Doctors don’t always embrace new medical technologies, preferring to rely on what works. Same goes for how they get paid, according to a recent JAMA survey.
The results suggest that physicians are skittish about ending the tried-and-true fee –for service payment system and dislike the alternative: capitation. In its basic form, capitation is at the center of the accountable care organization payment model. But there are avenues to make it a better alternative.
In the survey, which had 3,000 responses, only 7% were in favor of doing away with fee-for-service, and the majority showed little support for what JAMA described as paying “a fixed, bundled price for managing all care for a defined population,” or capitation. Doctors did show support for a disease management approach to care. Efforts to tackle fraud and abuse also ranked high (70% said this would have value).
Physicians were nearly evenly split on their enthusiasm for efforts to reduce health care costs by reducing access to costly care with limited benefits (51% were very enthusiastic); compare competing treatments (50%); and the use of cost-effectiveness to decide treatment (47%).
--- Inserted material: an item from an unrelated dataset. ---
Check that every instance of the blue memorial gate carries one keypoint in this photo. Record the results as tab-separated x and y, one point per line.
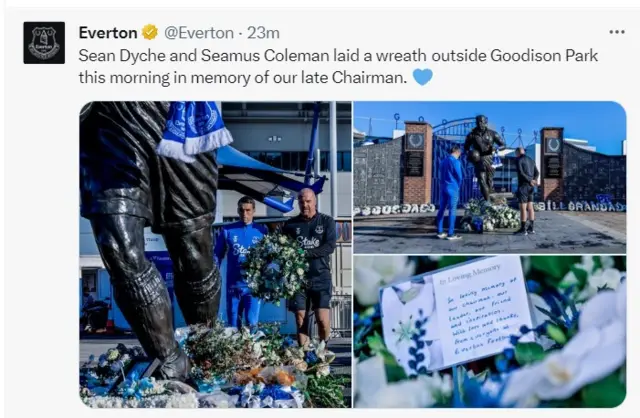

Although 42% agreed strongly with the statement that doctors could be more prominent in efforts to reduce unnecessary medical tests, most of the surveyed physicians said other participants in the health care business are more to blame. Roughly one out of three (36%) said doctors have a major responsibility to reduce cost, but trial lawyers have a major role, 60% said in the survey. Other culprits included health insurers (cited by 59%), hospitals and health systems (56%) and pharmaceutical and medical device makers (56%).
The CMS-funded ESRD Comprehensive Care Model demonstration, or renal-specific ACO, that is seeking applicants through August 30 will place the financial risk of care squarely in the lap of the nephrology care team, with the physician partnering with the renal provider. If they do well––improve quality and save money––there will be rewards at the end. But that may mean more prudent use of health care technology, more vigilant disease management, and making the patient a true health care partner.
Sources indicate that CMS has had a huge response from organizaitons in the ACO demonstration; its recently announced extension for applicants included comments by CMS suggesting the agency is willing to make modifications to the requirements of the application that will help make the ACO demonstration a success.
If the renal community wants to keep decisions about patient care out of the hands of government and in the hands of the renal care team, ACOs offer that opportunity. Fee-for-service does not. But it will require strong partnerships.
Cost-effective care doesn’t have to mean cutting corners to save money. There can be a better way of doing things. With caution, it’s time to move forward.